Pas de sursaut sans transparence
Au moment de conclure ce billet, le 300e de ce blog, j’ai conscience des critiques qu’il est susceptible de nourrir. Le risque ici, j’en suis conscient, est de paraître injuste à force de globalisation. Or il y a, d’évidence, dans l’Église de France, de belles figures épiscopales, comme de prêtres, indépendamment de leur appartenance générationnelle ou de leurs différences de sensibilité. Mais dans une Église universelle en crise, la quasi-paralysie de l’épiscopat interroge. Au-delà du dossier ultra sensible sur la pédocriminalité qu’il semble prendre à bras le corps – quelles que soient les réserves de nombre de ses confrères – le nouveau Président de la CEF et son conseil parviendront-ils à redresser la barre ?
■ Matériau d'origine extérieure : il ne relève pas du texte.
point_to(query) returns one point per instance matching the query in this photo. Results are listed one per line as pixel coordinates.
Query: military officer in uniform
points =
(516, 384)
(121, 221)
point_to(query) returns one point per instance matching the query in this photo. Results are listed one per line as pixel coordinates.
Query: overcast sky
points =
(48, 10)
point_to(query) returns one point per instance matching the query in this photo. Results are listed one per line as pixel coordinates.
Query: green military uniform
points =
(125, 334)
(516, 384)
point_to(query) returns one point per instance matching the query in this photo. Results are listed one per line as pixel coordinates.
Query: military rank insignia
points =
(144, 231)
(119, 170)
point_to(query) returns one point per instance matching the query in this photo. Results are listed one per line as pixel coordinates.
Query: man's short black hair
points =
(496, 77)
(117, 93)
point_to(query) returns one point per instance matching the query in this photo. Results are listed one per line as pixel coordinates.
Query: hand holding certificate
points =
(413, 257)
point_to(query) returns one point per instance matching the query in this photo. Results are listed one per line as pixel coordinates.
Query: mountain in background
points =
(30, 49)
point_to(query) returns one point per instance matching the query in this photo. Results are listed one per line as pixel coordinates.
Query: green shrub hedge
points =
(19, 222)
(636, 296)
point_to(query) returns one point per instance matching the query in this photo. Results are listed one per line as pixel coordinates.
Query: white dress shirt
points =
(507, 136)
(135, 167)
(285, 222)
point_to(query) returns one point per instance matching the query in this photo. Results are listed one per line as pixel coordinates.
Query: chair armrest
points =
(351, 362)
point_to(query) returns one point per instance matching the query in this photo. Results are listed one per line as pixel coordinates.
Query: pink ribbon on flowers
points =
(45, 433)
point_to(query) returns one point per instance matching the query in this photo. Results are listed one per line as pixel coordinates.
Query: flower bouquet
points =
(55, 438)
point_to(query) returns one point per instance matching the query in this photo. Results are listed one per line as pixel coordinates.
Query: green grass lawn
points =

Enfin, fallait-il faire une telle « publicité » au Trombinoscope de Golias au risque d’affaiblir un peu plus encore une Église déjà mal en point ? La réponse se trouve dans l’existence même des lignes qui précèdent et leur mise en ligne. Le discrédit jeté sur l’Église par le tsunami de la pédocriminalité n’est en rien imputable à ceux qui depuis des années – des décennies parfois – jouaient en vain les lanceurs d’alerte. Si, comme l’analyse le pape François, la cause première de ces dérives est une mauvaise compréhension de l’autorité dans l’Église, qui ne saurait se confondre avec un quelconque pouvoir clérical… alors, le sursaut devra passer par un effort de transparence. Ne pas « jeter le trouble parmi les pauvres et les petits » ne peut être une excuse pour fermer pudiquement les yeux et se réfugier dans le silence. Les évêques aujourd’hui les mieux à même de faire face sont ceux qui l’ont compris et accepté !
Notes :
[1] Trombinoscope des évêques 2020-2021, Gino Hoel et Philippe Ardent, sous la direction de Christian Terras, Ed. Golias 2020, 536 p. 24 €. En vente chez l’éditeur : www.golias-editions.fr
[2] Dans le présent recueil, soixante-douze évêques sont gratifiés d’une note positive, dont six de la note maximale (cinq mitres) et trente-quatre de notes négatives dont dix-sept de la note minimale (2 serre-têtes à plumes).
[3] Jean-Luc Barré, François Mauriac biographie intime t.2 p.338, à propos de Félix Gaillard, Président du Conseil sous la IVe République.